Hi all,
Wondering if I can also jump in? As I seem to be very close to a few of you on timings!
I just had my first ever FET (well, first transfer of any sort) today. I've already had quite the rollercoaster, and due to some health issues/disabilities that make my treatment harder (have to go 100% natural no progesterone because of migraine disorder, bladder disability that causes bladder spasms/severe bladder pain, and a severe vein phobia/bad veins that means I require heavy meds to even get one draw, had to have general for EC etc).

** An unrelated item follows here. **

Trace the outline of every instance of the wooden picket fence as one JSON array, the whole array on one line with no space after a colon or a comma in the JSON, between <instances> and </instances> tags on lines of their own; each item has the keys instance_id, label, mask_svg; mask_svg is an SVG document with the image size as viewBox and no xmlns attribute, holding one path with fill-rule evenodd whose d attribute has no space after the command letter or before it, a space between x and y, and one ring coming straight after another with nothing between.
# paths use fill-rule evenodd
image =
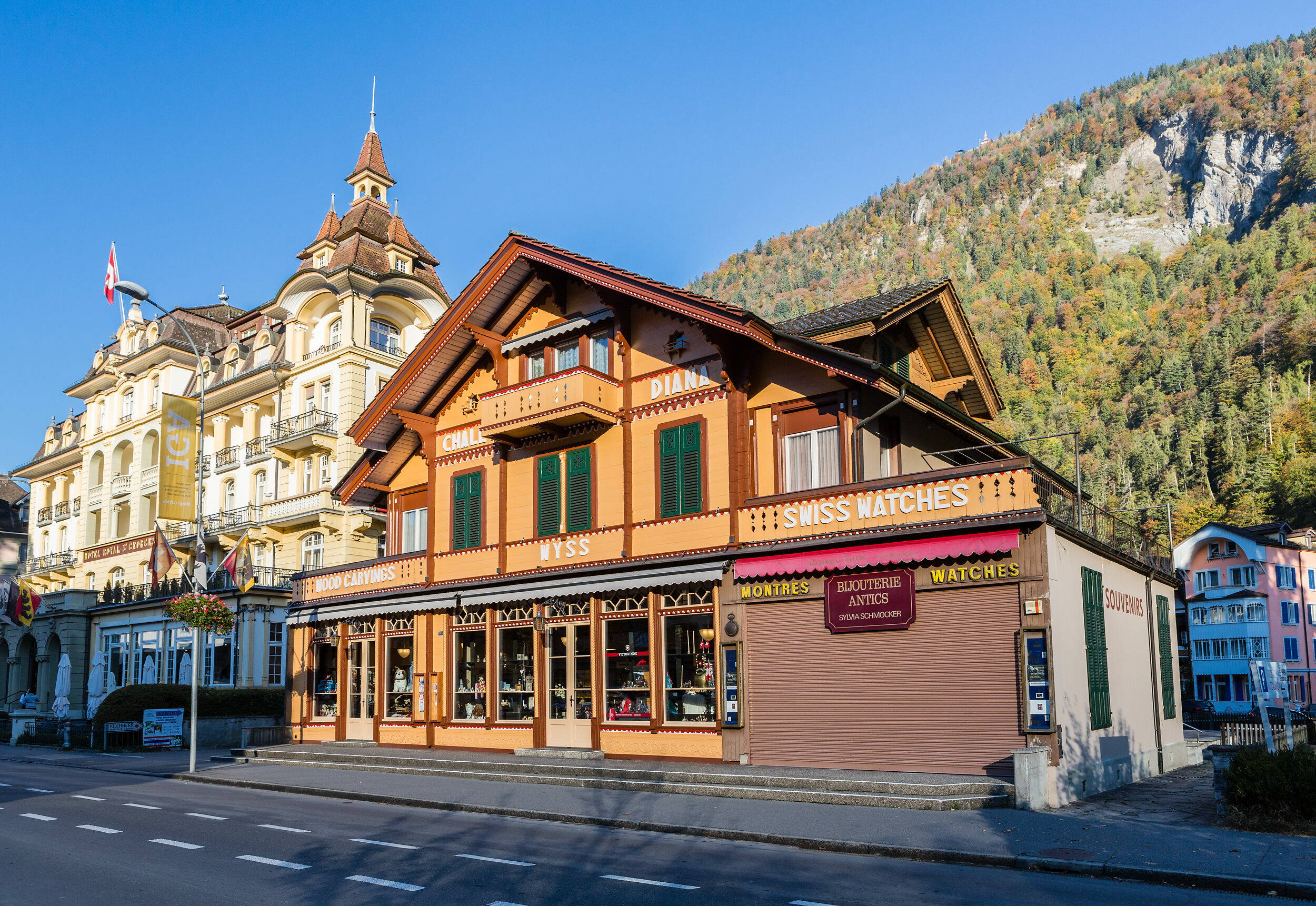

I'm with Lister. Had to save for a year, max out credit lines, even sell my beloved horse that was like a pet, all to pay for one round. I did EC in mid-October, elective freeze all because of PGT-A. Of my four blasts, two were good quality but they were PGT-A aneuploid, leaving two euploids of poorer quality. Interestingly, shows that PGT-A testing saved me at least 6 months delay and £4k minimum (aka two FETs) because the two best morphology would have been transferred first without PGT-A results, but wouldn't' have had a chance.
My FET is on a totally natural cycle and I ovulated about 6 days late, first LH surge morning of cd21 which made me nervous but lining looked spot on and they confirmed ovulation via scan (though is still making me nervous that I don't know if I actually ovulated Tues or Weds- just that I had by Thurs morning).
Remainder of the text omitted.